Mientras gritaban y sacudían la alfombra, a uno de ellos se le ocurrió mirar hacia arriba.

—¡Ahí están! ¡Las tiene el mono!

Los restantes pasajeros, entusiasmados por tener una diversión más, alzaron las cabezas para mirar al simio, el cual estaba encaramado en lo alto del mástil de treinta pies.

—¡Ja, ja! —se rió uno—. Menudo mono..., él ha robado las cartas.

—Las está mascando.

—No, hace como si las repartiera.

Una sola carta voló hacia abajo. Uno de los mercaderes la recogió y dijo:

—Todavía debe de tener tres o cuatro más.

—¡Que suba alguien y le quite las cartas! No podemos jugar sin ellas.

—Nadie va a trepar ahí arriba.

—¿Por qué no lo hace el capitán?

—Supongo que podría hacerlo si quisiera.

—Vamos a ofrecerle un poco de dinero. Así lo hará.

El capitán escuchó la propuesta, estuvo de acuerdo y aceptó el dinero, pero creyendo al parecer que, como primera autoridad a bordo primero tenía que determinar la responsabilidad del incidente, se encaramó a un montón de cargamento y se dirigió a los pasajeros.

—¿A quién pertenece el mono? ¿Quiere venir aquí el propietario, por favor?

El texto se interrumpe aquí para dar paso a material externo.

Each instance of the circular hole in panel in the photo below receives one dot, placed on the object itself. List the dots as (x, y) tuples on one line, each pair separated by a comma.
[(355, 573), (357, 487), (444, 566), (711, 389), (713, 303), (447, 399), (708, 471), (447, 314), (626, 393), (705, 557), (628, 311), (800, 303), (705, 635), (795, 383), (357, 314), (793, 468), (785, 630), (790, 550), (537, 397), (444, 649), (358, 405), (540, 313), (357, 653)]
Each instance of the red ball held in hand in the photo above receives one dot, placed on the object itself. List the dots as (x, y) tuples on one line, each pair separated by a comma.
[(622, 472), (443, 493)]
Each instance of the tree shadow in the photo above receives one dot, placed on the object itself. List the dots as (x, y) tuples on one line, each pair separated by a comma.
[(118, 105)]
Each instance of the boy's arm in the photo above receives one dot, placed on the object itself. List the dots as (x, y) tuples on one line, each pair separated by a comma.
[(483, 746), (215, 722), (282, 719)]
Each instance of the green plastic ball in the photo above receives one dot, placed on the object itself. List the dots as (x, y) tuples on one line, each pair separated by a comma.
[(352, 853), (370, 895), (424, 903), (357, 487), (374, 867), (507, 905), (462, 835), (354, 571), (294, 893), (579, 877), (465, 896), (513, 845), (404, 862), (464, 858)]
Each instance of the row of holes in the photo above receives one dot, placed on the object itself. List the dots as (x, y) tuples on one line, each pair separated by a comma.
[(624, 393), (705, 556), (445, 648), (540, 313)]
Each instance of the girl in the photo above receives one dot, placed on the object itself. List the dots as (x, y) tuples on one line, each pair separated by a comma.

Nadie respondió, pero varias personas conocedoras de que el mono pertenecía al joven apuesto le miraron expectantes. El capitán también lo sabía, y su cólera aumentó ante la falta de respuesta por parte del joven. Alzando todavía más la voz, siguió diciendo:

—¿No está aquí el propietario?... Si nadie es dueño del mono, me ocuparé de él, pero luego no quiero ninguna queja.

El propietario del mono estaba apoyado contra unos bultos de equipaje, al parecer sumido en sus pensamientos. Algunos pasajeros empezaron a susurrar desaprobando su actitud, y el capitán miró furibundo al joven. Los jugadores de cartas murmuraron con malevolencia, y otros empezaron a preguntar si el joven era sordomudo o tan sólo insolente. Sin embargo, el joven se limitó a cambiar ligeramente de posición y actuó como si no hubiera ocurrido nada.

El capitán habló de nuevo.

—Parece que los monos prosperan en el mar tanto como en tierra. Como podéis ver, uno de ellos se nos ha colado aquí. Puesto que carece de propietario, supongo que podemos hacer con él lo que queramos. ¡Sed mis testigos, pasajeros! Como capitán, he apelado al dueño para que se diera a conocer, pero no lo ha hecho. ¡Si luego se queja de que no me ha oído, os pido que estéis de mi lado!

—¡Somos tus testigos! —exclamaron los mercaderes, por entonces al borde de la apoplejía.

El capitán bajó por la escala a la bodega. Cuando subió de nuevo, sostenía un mosquete con la mecha de combustión lenta ya encendida. Nadie tenía la menor duda de que estaba dispuesto a utilizarlo. Las miradas pasaron del capitán al propietario del mono.

El animal estaba disfrutando inmensamente. Encaramado allí arriba, jugaba con las cartas y hacía cuanto podía para fastidiar a la gente que estaba en la cubierta. De pronto enseñó los dientes, parloteó y corrió al penol de verga, pero una vez allí no pareció saber qué hacer.

El capitán alzó el mosquete y apuntó. Pero al tiempo que uno de los mercaderes le tiraba de la manga, instándole a disparar, el propietario del mono gritó:

—¡Alto, capitán!

Entonces fue el capitán quien fingió no haber oído nada. Apretó el gatillo, los pasajeros se taparon las orejas con las manos y el mosquete disparó con gran estruendo. Pero el tiro salió alto y desviado. En el último instante, el joven había empujado el cañón del arma.

Gritando de ira, el capitán agarró al joven por el pecho, y por un momento casi pareció colgado de allí, pues aunque robusto, era bajo al lado del apuesto joven.

—¿Qué te ocurre? —le preguntó éste—. Estabas a punto de disparar contra un mono inocente con ese juguete tuyo, ¿no?

—Así es.

—Eso no está nada bien, ¿no te parece?

—¡Di una clara advertencia!

—¿Y cómo lo hiciste?

—¿Es que no tienes ojos y oídos?

—¡Calla! Soy un pasajero de este barco, y lo que es más, soy un samurai. ¿Esperas que responda cuando un simple capitán de barco se pone delante de sus clientes y grita como si fuese su amo y señor?